“I wish it was a caricature. But no, it’s my way of experiencing football, excessively, sometimes,” sighed the technician on Tuesday, when he was questioned about his reputation as a coach with a volcanic temperament.
His character, matched with his bad boy look, shaved head and arms covered in tattoos, has made him famous almost as much as the quality of football he advocates.
Originally from Casilda, not far from Rosario, the third city of the country, one of the first iconic photographs of “Sampa” depicted him, at the end of 1995, in a black t-shirt and sunglasses, perched at the top of a tree to give his instructions to the local team he managed, after being excluded from the sidelines.
On the pitch, this passion translates into high expectations of the players from which he expects “absolute involvement”, as he said again on Tuesday.
Deprived of a professional career by injuries, he despises these footballers “office workers” who just “wait until the end of training to wash and go home”, which he described in an interview with the Argentine newspaper La Nacion in 2016.
“A friend, not a coach” for Nasri
With some, particularly the most creative, he can however also develop a very close relationship, even a complicity.
“He was a friend, not a coach (…) If I wanted to go see my family on a weekend when I wasn’t playing, Sampaoli told me he would take care of my dog“, said Samir Nasri in May 2020, whom he managed in Seville.
In terms of play, his philosophy based on pressing and individual risk-taking owes a lot to Marcelo Bielsa, his assumed role model.
“I spent at least 14 hours a day thinking about him, to watch videos of his teams’ matches. I even recorded his press conferences and listened to them while jogging,” he told the Chilean daily El Mercurio in 2011.
The two men also share a CV of adventurers which overlaps with the Argentinian selection or Marseille, which both have trained.
“We don’t live celebrating victories, but by overcoming defeats”, Sampaoli had his arm tattooed, borrowing this phrase from Ernesto “Che” Guevara, another radical and globe-trotting Argentinian.
He forged his principles during more or less successful stints in Peruvian, Ecuadorian and Chilean clubs, before a first significant success by winning the Copa Sudamericanathe South American C3, in 2011 with the Universidad de Chile.
A failure with Argentina
We then entrusted him, in 2012, with the national selection with which he eliminates Spainreigning world champion, in the group stage at the 2014 World Cup in Brazil, before falling in the round of 16 against the host country.
The following year, he did even better by offering Chile the very first Copa America of his story of beating the team from his native country in the final.
After this enchanted parenthesis of a little over three years and a first failure in Europe, with Sevilla FC, he takes the lead the Albiceleste in the summer of 2017.
His reign will last fifteen matches, until an elimination against France in the round of 16 of the 2018 World Cup (4-3), with a group in which he never obtained membership.
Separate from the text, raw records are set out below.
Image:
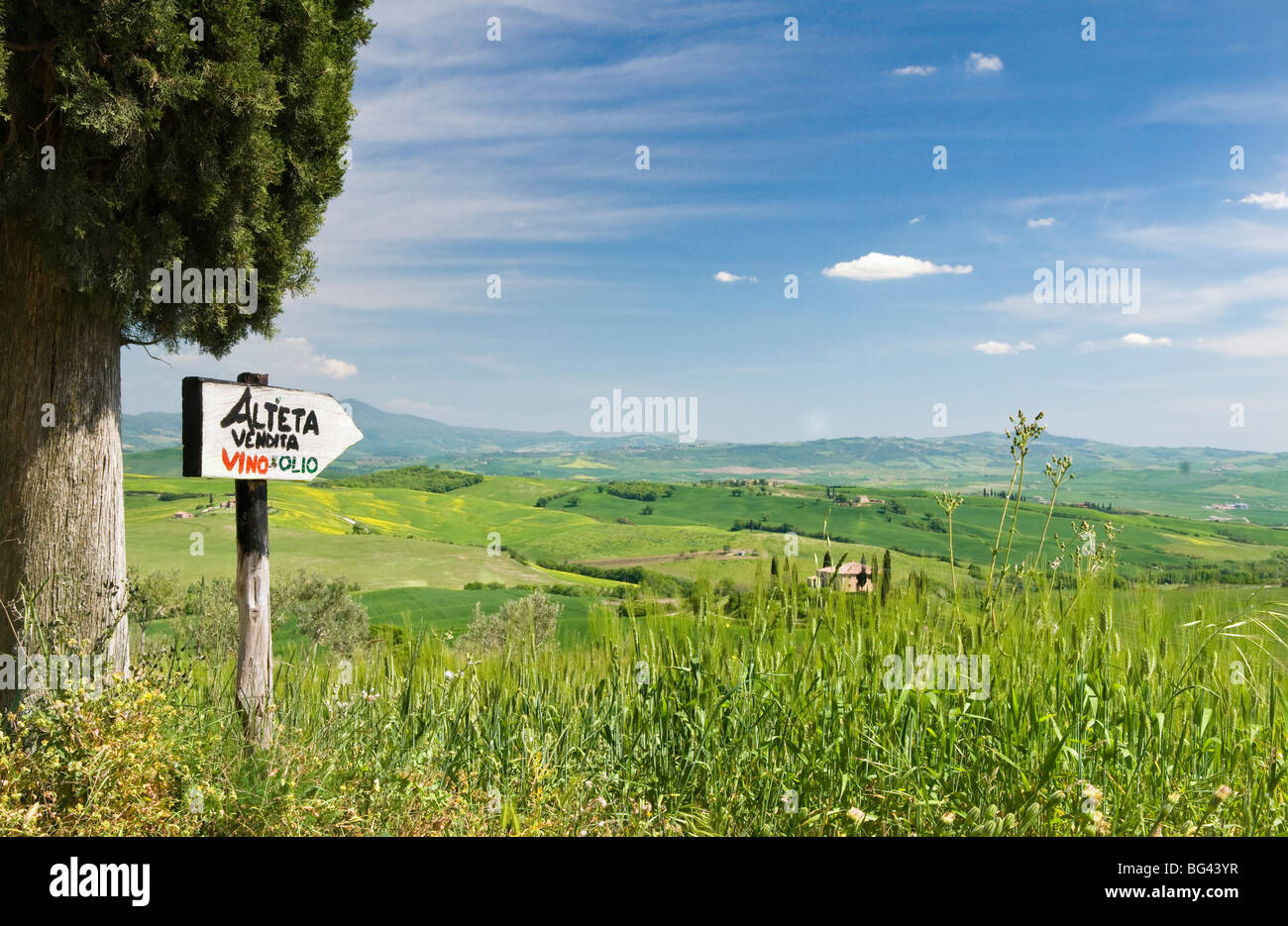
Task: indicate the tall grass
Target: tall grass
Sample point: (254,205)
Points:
(1111,711)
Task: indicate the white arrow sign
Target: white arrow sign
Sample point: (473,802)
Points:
(232,430)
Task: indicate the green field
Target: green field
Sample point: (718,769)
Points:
(441,540)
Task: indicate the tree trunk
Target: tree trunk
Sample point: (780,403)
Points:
(62,511)
(254,616)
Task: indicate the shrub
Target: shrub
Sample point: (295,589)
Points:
(520,624)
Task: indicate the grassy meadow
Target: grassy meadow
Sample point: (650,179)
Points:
(1048,677)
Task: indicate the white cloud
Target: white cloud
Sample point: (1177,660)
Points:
(1254,107)
(1003,348)
(301,352)
(1224,235)
(914,71)
(420,408)
(1176,303)
(980,63)
(875,265)
(1267,200)
(1138,340)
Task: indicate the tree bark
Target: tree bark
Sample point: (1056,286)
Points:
(254,617)
(62,511)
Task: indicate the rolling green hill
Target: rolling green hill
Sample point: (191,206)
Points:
(1159,479)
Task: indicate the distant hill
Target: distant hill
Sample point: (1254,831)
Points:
(393,441)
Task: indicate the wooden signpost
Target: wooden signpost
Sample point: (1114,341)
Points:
(253,433)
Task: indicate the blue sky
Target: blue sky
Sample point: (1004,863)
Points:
(772,157)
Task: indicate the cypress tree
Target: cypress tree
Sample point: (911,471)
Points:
(134,136)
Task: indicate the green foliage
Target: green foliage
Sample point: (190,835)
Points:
(639,491)
(220,154)
(159,594)
(520,624)
(421,478)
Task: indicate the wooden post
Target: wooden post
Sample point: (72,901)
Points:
(256,635)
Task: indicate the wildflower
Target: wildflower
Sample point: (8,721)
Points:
(1091,795)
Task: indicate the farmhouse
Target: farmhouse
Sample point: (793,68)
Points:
(851,577)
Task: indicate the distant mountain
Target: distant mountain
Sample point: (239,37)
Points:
(389,440)
(393,440)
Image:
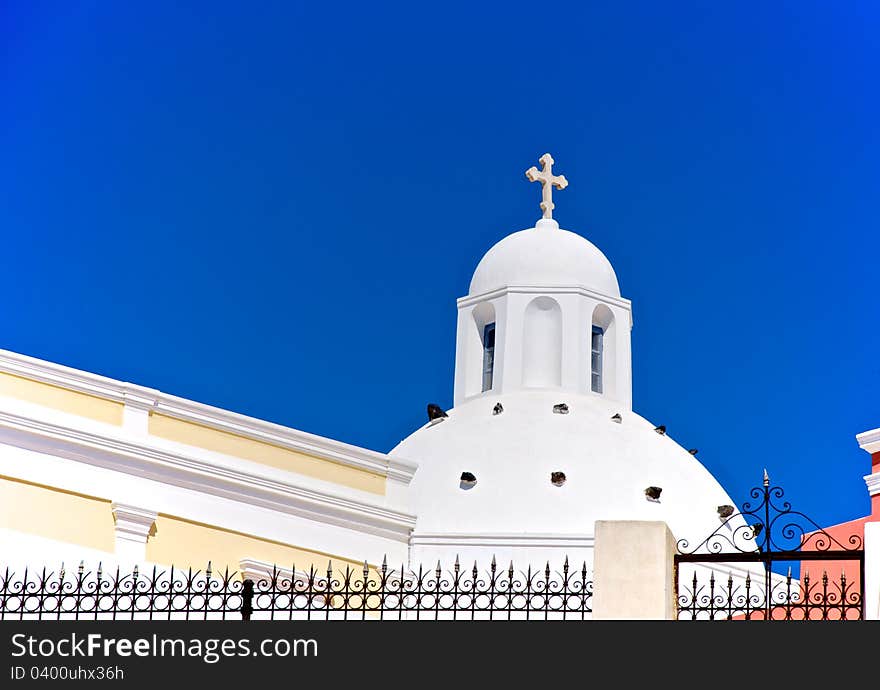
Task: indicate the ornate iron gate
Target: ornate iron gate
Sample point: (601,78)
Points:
(730,574)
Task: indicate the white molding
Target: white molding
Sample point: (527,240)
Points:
(468,300)
(225,479)
(150,399)
(133,523)
(869,441)
(261,571)
(872,481)
(503,540)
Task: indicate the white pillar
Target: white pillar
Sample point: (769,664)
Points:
(633,571)
(871,595)
(133,526)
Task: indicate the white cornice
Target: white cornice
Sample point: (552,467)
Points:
(872,481)
(219,479)
(143,398)
(468,300)
(133,523)
(503,539)
(869,441)
(252,569)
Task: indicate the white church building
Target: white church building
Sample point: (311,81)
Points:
(542,442)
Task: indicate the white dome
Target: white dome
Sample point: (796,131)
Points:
(545,256)
(607,466)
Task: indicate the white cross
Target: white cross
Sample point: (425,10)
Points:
(548,180)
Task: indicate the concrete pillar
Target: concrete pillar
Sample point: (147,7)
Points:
(871,595)
(633,571)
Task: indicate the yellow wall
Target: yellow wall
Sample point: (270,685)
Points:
(61,399)
(56,514)
(264,453)
(187,544)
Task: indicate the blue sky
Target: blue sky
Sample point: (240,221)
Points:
(273,209)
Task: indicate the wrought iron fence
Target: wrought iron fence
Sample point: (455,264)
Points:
(752,541)
(349,594)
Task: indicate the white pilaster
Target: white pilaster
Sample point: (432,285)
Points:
(871,595)
(633,571)
(133,526)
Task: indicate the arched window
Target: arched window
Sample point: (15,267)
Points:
(596,359)
(488,355)
(602,351)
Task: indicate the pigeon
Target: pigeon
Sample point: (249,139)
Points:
(725,511)
(436,413)
(467,480)
(653,493)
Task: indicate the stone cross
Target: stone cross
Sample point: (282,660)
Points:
(548,180)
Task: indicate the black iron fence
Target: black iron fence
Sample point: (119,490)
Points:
(349,594)
(766,533)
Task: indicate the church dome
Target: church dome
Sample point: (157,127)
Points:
(545,256)
(606,468)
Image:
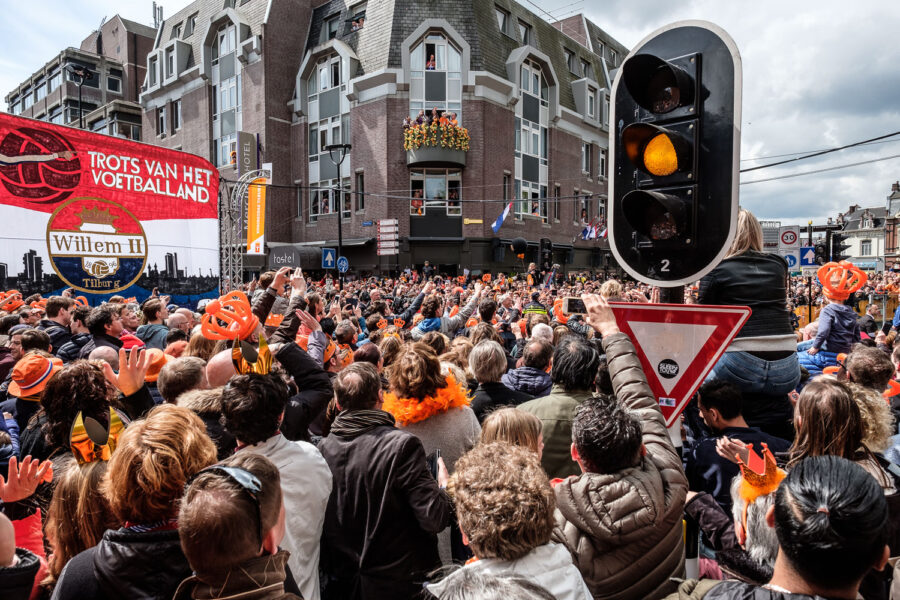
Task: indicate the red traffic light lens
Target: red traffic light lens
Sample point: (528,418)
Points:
(656,84)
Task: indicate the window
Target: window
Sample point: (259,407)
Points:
(556,205)
(329,28)
(226,95)
(525,35)
(435,77)
(435,191)
(570,60)
(170,62)
(176,115)
(586,157)
(114,81)
(531,143)
(587,70)
(360,192)
(502,19)
(54,81)
(190,25)
(161,121)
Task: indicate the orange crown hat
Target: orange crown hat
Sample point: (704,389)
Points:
(839,280)
(229,318)
(760,476)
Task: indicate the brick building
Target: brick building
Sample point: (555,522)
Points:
(114,55)
(300,76)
What if he still railed in February 2021 against football that had become “too unstable” with “coaches (who) last very little“, he sometimes caused this chaos.
In 2002, a year and a half after taking over Marseille at the bottom of the wave and having made him the runner-up to the untouchable Paris SG, he left with a bang because the management did not support his ambition to dislodge the club from the capital.
The coach admits that he is sometimes more ambitious than his own leadersand recognizes that he still sometimes has to learn to curb his ardor: “My level of requirements is higher than the ambition of the clubs whose team I lead”, he admits, “I will try to improve from this point of view”.